ReflectionAdrian Rogers said: "The new birth gives you a new nature. You don't quit sinning to be saved; you quit sinning because you are saved. The same power that raised Jesus from the dead lives inside you, and that power is greater than the pull of sin." If you have been born of God, you have a new family, a new nature, and a new power — and sin has lost its throne.

Key Terms to Remember

Check Your Understanding

1. According to verse 4, what is sin?

a) A mistake or weakness
b) Breaking arbitrary religious rules
c) Lawlessness — rebellion against God's authority
d) Only the most serious offenses
c) Lawlessness — rebellion against God's authority. Anomia is not merely breaking rules; it is a spirit of autonomy, living as if there were no God and no standard. John defines sin not as a list of bad behaviors but as an attitude of rebellion. This is why he takes sin so seriously — it is not weakness but mutiny.

2. How does John's teaching in verses 6 and 9 (that believers do not keep sinning) fit with 1 John 1:8-10 (that we sin and need confession)?

John distinguishes between occasional stumbling and habitual practice. In chapter 1, the present tense of "confess" implies ongoing confession for ongoing cleansing — the believer who walks in the light still needs the blood of Christ. In chapter 3, John uses the present tense of "practice" (poiōn) to describe the habitual, characteristic direction of a life. A believer may fall into sin (and confess it), but a believer cannot live in sin because the seed of God abides in him. The bent of his life is toward righteousness.

3. What does "God's seed" (v. 9) refer to?

The divine life implanted in the believer at the new birth. This is the new nature, the indwelling Holy Spirit, the life of Christ Himself that permanently abides in everyone born of God. The seed is not something that can be lost or removed — it "abides" (present tense, permanently). And because it abides, the believer cannot continue in a pattern of sin. The new nature and habitual sin are incompatible, like light and darkness, life and death.

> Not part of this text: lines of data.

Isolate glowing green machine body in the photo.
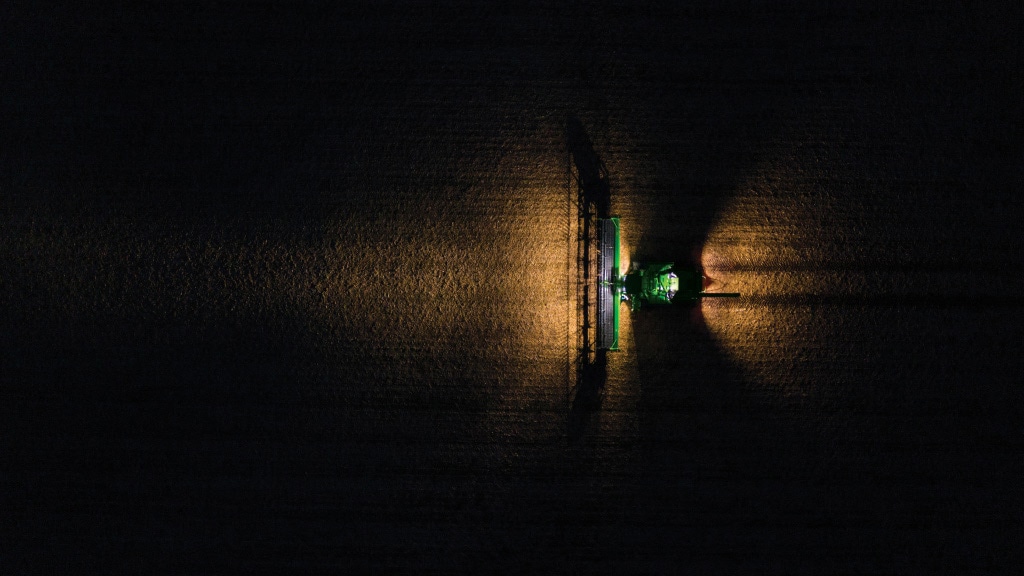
[597,216,739,351]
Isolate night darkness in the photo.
[0,0,1024,574]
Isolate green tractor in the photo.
[597,216,739,351]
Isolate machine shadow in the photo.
[565,116,611,442]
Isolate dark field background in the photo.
[0,1,1024,574]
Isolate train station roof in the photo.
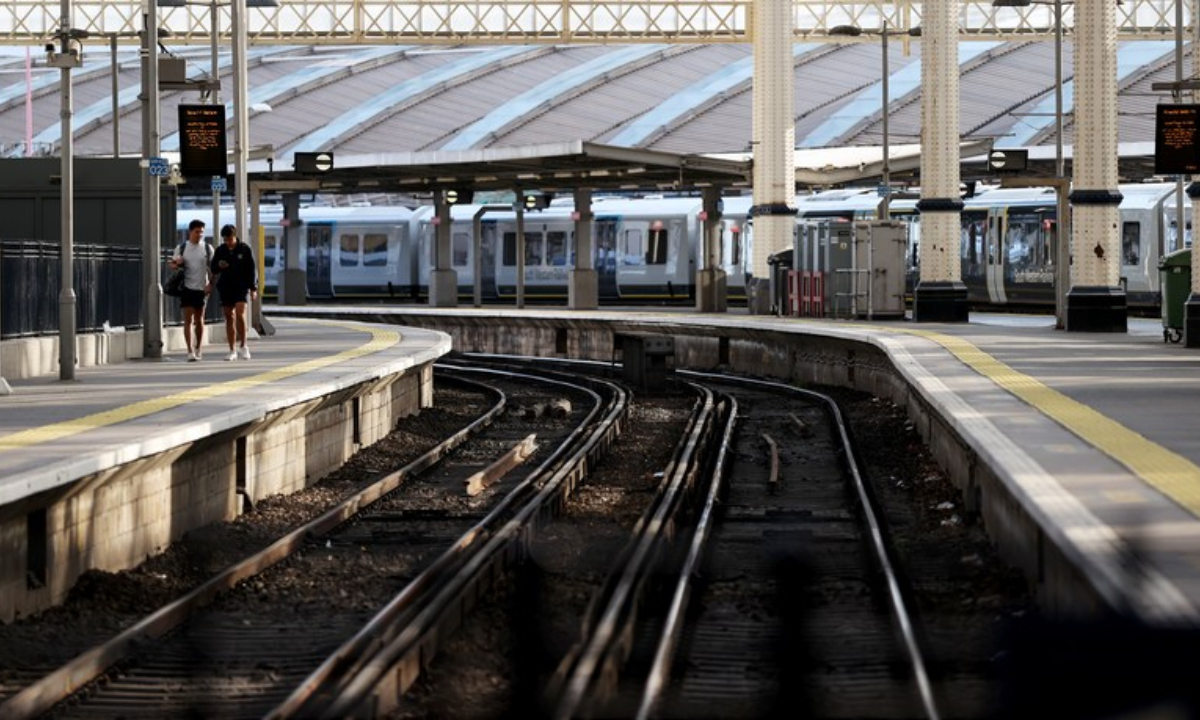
[0,38,1192,190]
[248,140,751,193]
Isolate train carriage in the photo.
[179,184,1175,310]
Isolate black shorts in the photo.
[221,290,250,307]
[179,288,208,310]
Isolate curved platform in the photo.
[272,307,1200,625]
[0,319,450,622]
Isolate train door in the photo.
[984,212,1008,305]
[479,220,499,299]
[305,223,334,298]
[595,218,620,299]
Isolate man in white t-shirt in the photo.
[170,220,212,362]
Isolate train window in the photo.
[362,233,388,268]
[646,228,667,265]
[338,233,359,268]
[620,230,646,265]
[500,233,517,266]
[263,235,278,268]
[1121,222,1141,265]
[450,233,470,268]
[546,230,566,265]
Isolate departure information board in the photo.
[1154,104,1200,175]
[179,103,229,178]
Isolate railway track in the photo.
[0,369,624,718]
[0,356,1032,718]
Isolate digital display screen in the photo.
[1154,104,1200,175]
[179,103,229,178]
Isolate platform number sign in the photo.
[146,157,170,178]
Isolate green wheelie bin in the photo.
[1158,247,1192,342]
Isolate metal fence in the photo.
[0,240,221,338]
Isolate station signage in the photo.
[179,103,229,178]
[1154,104,1200,175]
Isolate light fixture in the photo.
[829,25,863,37]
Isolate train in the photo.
[178,182,1190,310]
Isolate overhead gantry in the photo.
[0,0,1192,44]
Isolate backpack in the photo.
[162,242,212,298]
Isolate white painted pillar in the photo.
[1183,0,1200,348]
[748,0,796,314]
[1067,0,1128,332]
[913,0,970,323]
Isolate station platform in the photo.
[0,318,450,622]
[0,306,1200,625]
[272,307,1200,626]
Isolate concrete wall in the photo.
[0,323,206,382]
[0,365,433,622]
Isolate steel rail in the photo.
[637,397,738,720]
[265,362,604,720]
[0,380,508,720]
[553,385,716,719]
[677,371,941,720]
[304,368,629,718]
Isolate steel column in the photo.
[1067,0,1128,332]
[746,0,796,313]
[913,0,968,323]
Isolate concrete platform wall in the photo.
[0,324,226,380]
[0,365,433,622]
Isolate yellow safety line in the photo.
[0,322,400,452]
[902,328,1200,516]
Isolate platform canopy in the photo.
[248,140,751,193]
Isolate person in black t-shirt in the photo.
[212,224,258,360]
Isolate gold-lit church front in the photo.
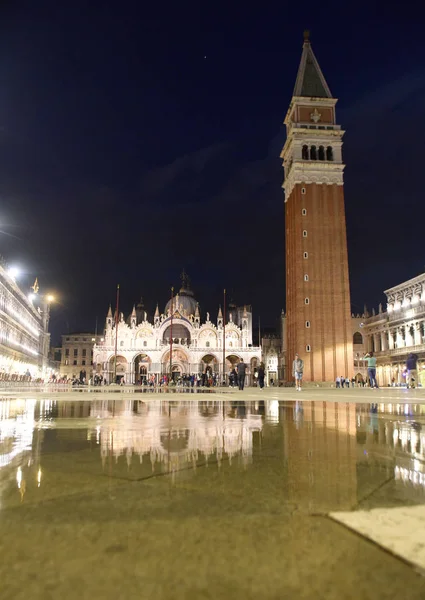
[93,273,261,384]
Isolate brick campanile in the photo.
[281,34,353,381]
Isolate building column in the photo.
[413,322,422,346]
[404,324,413,346]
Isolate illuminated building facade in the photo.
[60,333,104,380]
[0,264,50,381]
[93,274,261,384]
[361,273,425,386]
[281,36,353,382]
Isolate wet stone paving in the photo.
[0,390,425,600]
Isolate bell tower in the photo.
[281,32,353,381]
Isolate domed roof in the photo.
[165,271,198,317]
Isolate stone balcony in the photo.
[374,343,425,358]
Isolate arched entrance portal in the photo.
[249,357,260,385]
[162,348,189,381]
[199,354,219,386]
[134,354,151,385]
[108,355,128,383]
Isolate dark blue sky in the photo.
[0,0,425,342]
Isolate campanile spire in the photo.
[281,34,353,381]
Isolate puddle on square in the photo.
[0,396,425,512]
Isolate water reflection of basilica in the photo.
[87,400,262,471]
[0,396,425,509]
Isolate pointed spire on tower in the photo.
[293,31,332,98]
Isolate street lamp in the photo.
[7,267,21,280]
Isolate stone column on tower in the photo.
[281,35,353,381]
[413,323,422,346]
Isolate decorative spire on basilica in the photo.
[217,304,223,327]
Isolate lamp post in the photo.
[223,290,226,385]
[169,287,174,383]
[113,284,120,383]
[28,278,55,374]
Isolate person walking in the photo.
[292,353,304,392]
[237,358,246,391]
[406,352,418,388]
[257,363,266,390]
[364,352,379,389]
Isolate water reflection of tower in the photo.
[280,402,357,509]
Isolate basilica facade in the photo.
[93,274,261,385]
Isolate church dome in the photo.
[165,271,198,317]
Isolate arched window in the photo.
[353,331,363,344]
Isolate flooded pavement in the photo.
[0,396,425,599]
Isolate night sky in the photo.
[0,0,425,342]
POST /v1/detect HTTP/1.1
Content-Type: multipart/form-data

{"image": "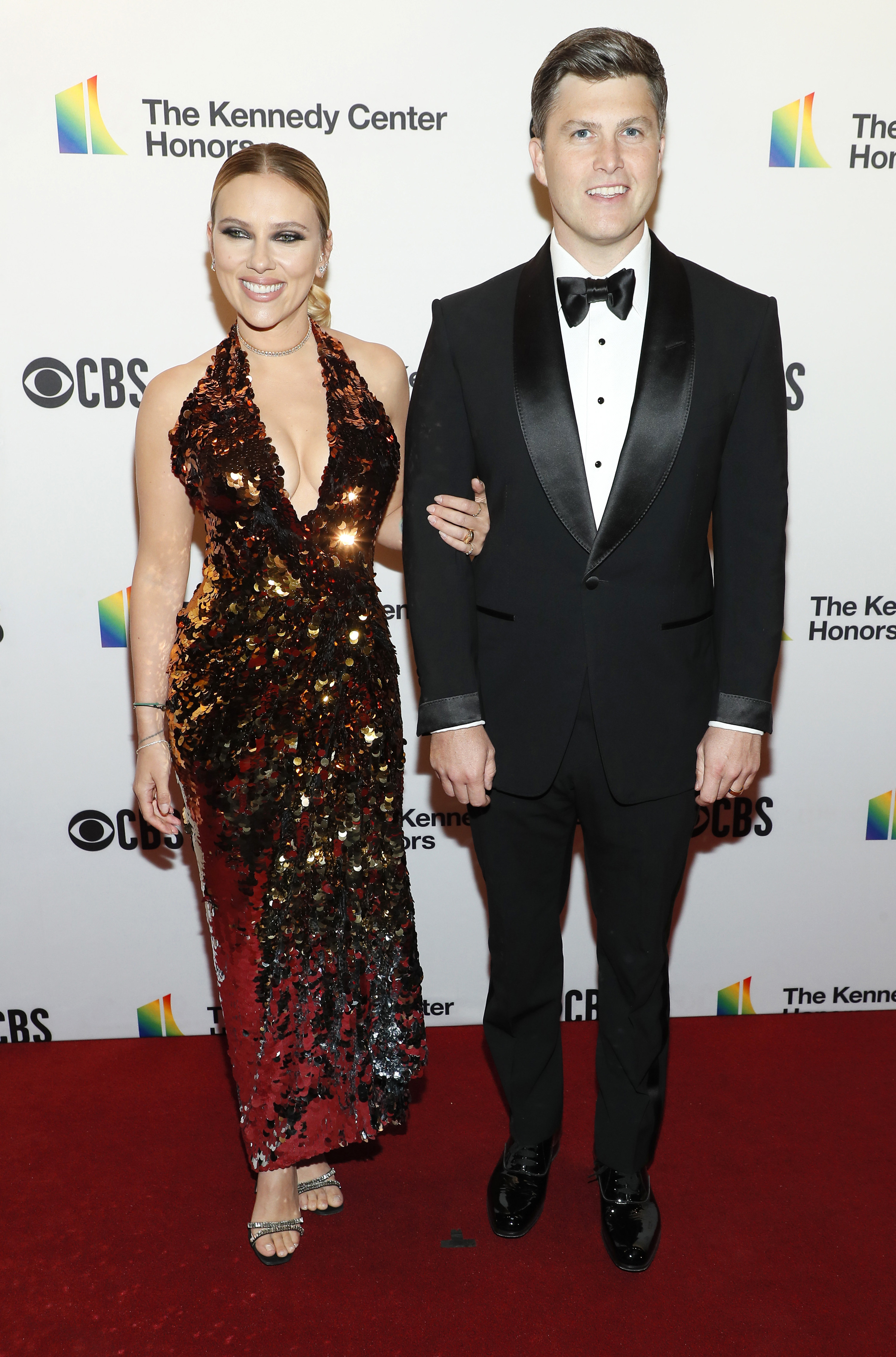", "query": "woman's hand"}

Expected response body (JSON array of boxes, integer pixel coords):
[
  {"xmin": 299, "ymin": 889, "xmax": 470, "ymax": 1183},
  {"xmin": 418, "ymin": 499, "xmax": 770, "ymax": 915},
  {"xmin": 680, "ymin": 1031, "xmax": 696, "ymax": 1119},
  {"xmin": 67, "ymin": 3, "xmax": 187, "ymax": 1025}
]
[
  {"xmin": 134, "ymin": 744, "xmax": 181, "ymax": 835},
  {"xmin": 426, "ymin": 478, "xmax": 491, "ymax": 556}
]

4. What is the relationship between verse 8 — "the Son of God appeared to destroy the works of the devil" — and the Christian's struggle with sin?

Christ's victory is the foundation of our victory. The Son of God appeared for a purpose: to destroy the devil's works. That means sin's power has been broken at the cross. The believer is not called to fight FOR victory but FROM victory. We do not struggle against sin in our own strength; we live out the victory Christ has already won. Every time we choose righteousness, we are putting the devil's defeated works behind us and walking in the reality of Christ's triumph.

Primary Resource

Read: Adrian Rogers, "Practicing Righteousness" — the sermon covering 1 John 3:4-9. Rogers calls this passage "the believer's family portrait" — the family resemblance of those born of God.
Read: 1 John 3:4-9 in at least two translations (e.g., ESV and NIV or KJV). Notice how different translations handle the present tense: "keeps on sinning" vs. "commits sin," and "makes a practice of sinning" vs. "does sin."

Before Next Lesson

Read 1 John 3:10-15. Ask: If righteousness is the family resemblance of God's children, what does it look like when someone is not part of the family — and what does Cain teach us about ourselves?